Key Laboratory of Pollution Ecology and Environmental Engineering, Institute of Applied Ecology, Chinese Academy of Sciences, Shenyang, 110016, China; University of Chinese Academy of Sciences, 19A Yuquan Road, Beijing, 100049, China.
Key Laboratory of Pollution Ecology and Environmental Engineering, Institute of Applied Ecology, Chinese Academy of Sciences, Shenyang, 110016, China.
Chemosphere. 2019 May;222:422-430. doi: 10.1016/j.chemosphere.2019.01.157. Epub 2019 Jan 28.

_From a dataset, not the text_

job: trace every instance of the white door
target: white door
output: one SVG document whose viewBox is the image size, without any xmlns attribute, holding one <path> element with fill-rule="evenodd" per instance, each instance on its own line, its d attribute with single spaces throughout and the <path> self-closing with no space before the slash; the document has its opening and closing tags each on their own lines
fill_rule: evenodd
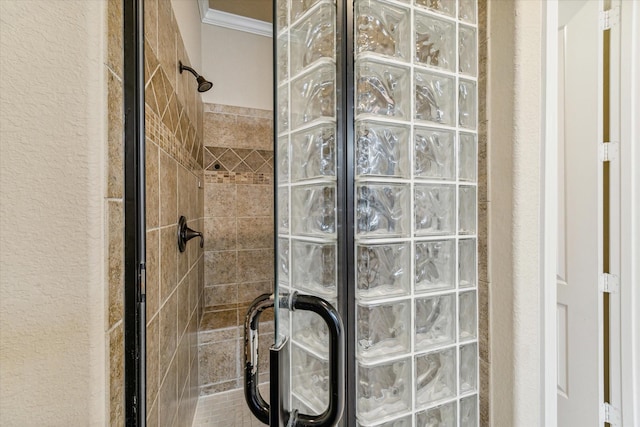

The adsorption behavior of thioarsenite (TAs) on the surface of hematite (α-FeO) is unknown at present. In the present study, we have investigated the transformation and reactions of TAs [monothioarsenite (MTAs) and dithioarsneite (DTAs)] on the surface of α-FeO in the presence of sulfide at S/As = 1 and 3 by X-ray absorption spectroscopy (XAS) and Raman spectroscopy. The adsorption envelopes reveal that the adsorption of TAs on α-FeO is significantly less than that of arsenite (As) in the pH range from 7 to 11 with the initial As concentration of 25 mg L. However, at the initial As concentration of 135 mg L, the uptake of TAs by α-FeO is higher at pH 7 but lower at pH 8-11 than that of As. The adsorption isotherms show that the adsorption of As on α-FeO is largely inhibited by the presence of aqueous sulfide at pH 7 with low As equilibrium concentration (<40 mg L). Whereas the uptake of As by α-FeO is highly elevated compared with the value predicted by Langmuir model at pH 7 with high As equilibrium concentration (>40 mg L), implying the formation of As-bearing (surface) precipitate. The As and S K-edge XAS as well as Raman spectroscopy confirm the formation of As sulfide precipitate on the surface of α-FeO in MTAs system. It is worth to note that the oxidation of (thio)As occurs on the surface of α-FeO in DTAs system under strictly anaerobic conditions. These results shed new light on the understanding of the interfacial behavior of As and point to the potential implication in immobilization and removal of arsenic in sulfidic environment.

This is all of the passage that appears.